I haven't used them yet, but will be soon.  WADDL (I think), in Washington.  They do all 4 (Cae, CL, johnes and brucella) 

the link is:
http://www.vetmed.wsu.edu/depts_waddl/caefaq.aspx


----------



## KellyHM (Mar 23, 2011)

I think I'm going to use Pan American Vet Labs.  They're quite a bit cheaper than WADDL.


----------



## Our7Wonders (Mar 23, 2011)

I asked this not too long ago.  There was someone at the time (I think it was on this board) that had had a bad experience with Pan American Labs.  I'll see if I can find the link.  

I know WADDL has kinda set the *standard* for testing - not that others aren't good, but it seems to be the most recommended.

Here's the link:

http://www.backyardherds.com/forum/viewtopic.php?id=8366


----------



## phoenixmama (Mar 23, 2011)

WADDL is who everyone around here (everyone that tests anyway) uses...


----------



## babsbag (Mar 24, 2011)

I use CAHFS at UC Davis for CAE/CL. Don't know about Johne's but I would imagine that they do. There prices seem very reasonable.

Here is a link to the submission forms.

http://www.cahfs.ucdavis.edu/submission_forms/index.cfm


----------



## ksalvagno (Mar 24, 2011)

I have had a very good experience with Pan American Vet Lab and will use them again.


----------



## oakmarsh nigerians (Apr 8, 2011)

Are there any east coast labs? I want to make sure we're clean, too. Also, how often should the herd be tested? I'll likely show ours.


----------



## KellyHM (Apr 8, 2011)

I used Pan American Vet Labs and everyone tested clean for CAE, CL, & Johne's.  

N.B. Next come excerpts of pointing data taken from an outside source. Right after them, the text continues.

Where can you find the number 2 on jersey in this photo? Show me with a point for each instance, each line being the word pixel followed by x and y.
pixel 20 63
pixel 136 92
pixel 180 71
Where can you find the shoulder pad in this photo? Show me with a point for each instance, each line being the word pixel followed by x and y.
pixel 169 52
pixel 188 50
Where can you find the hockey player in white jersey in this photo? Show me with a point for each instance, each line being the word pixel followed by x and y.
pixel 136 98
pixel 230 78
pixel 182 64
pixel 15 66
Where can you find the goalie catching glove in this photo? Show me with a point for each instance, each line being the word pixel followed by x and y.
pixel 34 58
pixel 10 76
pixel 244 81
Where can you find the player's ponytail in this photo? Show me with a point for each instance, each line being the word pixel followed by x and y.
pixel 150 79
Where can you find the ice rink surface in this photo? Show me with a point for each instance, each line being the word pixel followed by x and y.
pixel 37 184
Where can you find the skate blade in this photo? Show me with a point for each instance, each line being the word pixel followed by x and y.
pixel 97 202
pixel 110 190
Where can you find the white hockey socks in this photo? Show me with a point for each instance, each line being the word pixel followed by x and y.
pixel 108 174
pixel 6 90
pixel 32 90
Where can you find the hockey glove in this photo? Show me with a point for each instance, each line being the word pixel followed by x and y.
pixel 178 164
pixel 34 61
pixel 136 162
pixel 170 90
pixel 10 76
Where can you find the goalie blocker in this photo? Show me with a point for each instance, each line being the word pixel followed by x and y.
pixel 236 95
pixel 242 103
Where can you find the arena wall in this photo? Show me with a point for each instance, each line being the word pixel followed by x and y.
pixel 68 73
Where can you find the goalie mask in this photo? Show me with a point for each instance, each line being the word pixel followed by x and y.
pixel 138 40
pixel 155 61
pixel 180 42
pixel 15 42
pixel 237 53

I think most people test once a year and the animals tested need to be at least  months old, or even a year, for the tests to be accurate.


----------



## julieq (Apr 10, 2011)

We use WADDL for everything.  Our previous vet made a mistake and sent CAE tests to Idaho State lab one year and we had a false positive on a doe that we'd sold into a clean herd.  Won't make that mistake again!  Fortunately we had her retested at WADDL immediately and she was negative (as with her previous tests), but it gave us and her new owners some premature grey hairs.


----------